第1379話 命がけで作った隙を
背後から伸ばされた手が、ハルの周囲を回る竜宝玉の一つを掴む。
そのまま浮遊に使っている魔法の力を振り切って、ハルの影響下から宝珠を強奪。再び姿を隠してそのまま逃走に転じようとする。
「お見事。と言いたいが、まだ甘い。僕から逃げ切れると思うかい?」
その場から一瞬で姿を消したように見えるユリアだが、その存在が無くなった訳ではない。
ハルは気配を頼りに、彼女が居るであろう位置へと次々に魔法を放つ。
するとすぐに、<隠密>が解除されてあぶり出されたユリアの姿が再度出現するのであった。
「何故分かった、で、ございますか」
「いや必死に逃げれば足音も立つし足跡も残る。それに空気も動く。ついでに言えば、君が逃げそうな方向にも予想がつく」
「くっ! あえて軍との合流は避けたのでございますが……」
だからこそだ。今、隊列に合流するのは危険だと考えてしまうのは自然なこと。
ただでさえ集中砲火を受けて壊滅させられている最中のその中へと飛び込めば、範囲攻撃に巻き込まれる事故でせっかくの成果を失いかねない。

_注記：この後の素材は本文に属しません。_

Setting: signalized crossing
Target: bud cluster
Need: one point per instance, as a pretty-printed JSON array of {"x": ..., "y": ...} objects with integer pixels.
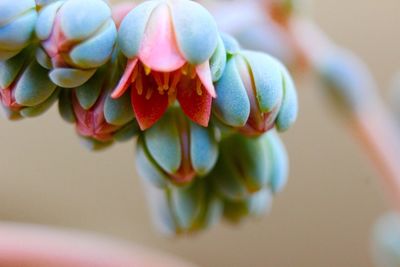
[{"x": 204, "y": 110}]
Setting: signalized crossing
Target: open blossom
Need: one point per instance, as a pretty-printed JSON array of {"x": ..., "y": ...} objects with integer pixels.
[
  {"x": 176, "y": 149},
  {"x": 98, "y": 118},
  {"x": 25, "y": 89},
  {"x": 77, "y": 38},
  {"x": 255, "y": 94},
  {"x": 169, "y": 44},
  {"x": 17, "y": 25}
]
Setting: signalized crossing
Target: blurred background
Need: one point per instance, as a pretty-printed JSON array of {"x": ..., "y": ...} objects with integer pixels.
[{"x": 323, "y": 218}]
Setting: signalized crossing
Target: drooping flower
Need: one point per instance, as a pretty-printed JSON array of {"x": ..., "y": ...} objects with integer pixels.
[
  {"x": 249, "y": 165},
  {"x": 25, "y": 89},
  {"x": 184, "y": 210},
  {"x": 170, "y": 46},
  {"x": 78, "y": 37},
  {"x": 255, "y": 93},
  {"x": 17, "y": 24},
  {"x": 98, "y": 118},
  {"x": 176, "y": 149}
]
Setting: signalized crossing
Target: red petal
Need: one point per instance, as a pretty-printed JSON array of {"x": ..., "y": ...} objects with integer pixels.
[
  {"x": 148, "y": 111},
  {"x": 196, "y": 107},
  {"x": 125, "y": 80}
]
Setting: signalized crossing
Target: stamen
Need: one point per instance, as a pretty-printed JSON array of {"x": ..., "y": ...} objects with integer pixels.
[
  {"x": 199, "y": 91},
  {"x": 175, "y": 80},
  {"x": 149, "y": 93},
  {"x": 139, "y": 85},
  {"x": 147, "y": 70},
  {"x": 157, "y": 78}
]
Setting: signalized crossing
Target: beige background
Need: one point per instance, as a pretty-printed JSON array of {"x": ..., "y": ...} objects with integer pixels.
[{"x": 323, "y": 218}]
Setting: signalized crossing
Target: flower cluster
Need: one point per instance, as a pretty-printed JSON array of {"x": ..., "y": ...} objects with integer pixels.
[{"x": 204, "y": 110}]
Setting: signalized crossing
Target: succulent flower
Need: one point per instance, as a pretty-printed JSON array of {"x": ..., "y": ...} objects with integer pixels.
[
  {"x": 170, "y": 46},
  {"x": 255, "y": 93},
  {"x": 99, "y": 119},
  {"x": 77, "y": 37},
  {"x": 17, "y": 24},
  {"x": 176, "y": 149},
  {"x": 25, "y": 89},
  {"x": 386, "y": 241},
  {"x": 184, "y": 210},
  {"x": 249, "y": 165},
  {"x": 347, "y": 81}
]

「あまりに彼らの諦めがよすぎるのも気になっていたしね。意識を自分達に引き付けることで、君の仕事を完遂させ、逃げ道を確保するという算段だったか」
「…………」
ユリアは答えない。応じる余裕がないのかも知れない。
何度も姿を消しこの場を離れようとするも、その度にハルに発見されてゆく手を封じられる。

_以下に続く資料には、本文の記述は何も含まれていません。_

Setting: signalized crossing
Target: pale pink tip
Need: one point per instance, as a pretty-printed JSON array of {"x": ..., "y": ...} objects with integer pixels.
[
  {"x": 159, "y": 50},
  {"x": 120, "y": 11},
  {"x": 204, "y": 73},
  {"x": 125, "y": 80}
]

非常に素早い<隠密>に相応しい機動力を持つユリアだが、それでも一瞬でハルの射程から逃れるだけの脚力はない。
逃げ惑ううちに、逆にぐるりと大回りさせられ、軍の布陣とは逆側に追い込まれて行ってしまっていた。
「……今だっ!」
そんな彼女を狙って、ハルもまた体の向きを変えたその瞬間、チャンスとばかりにゼクスも再び突進してくる。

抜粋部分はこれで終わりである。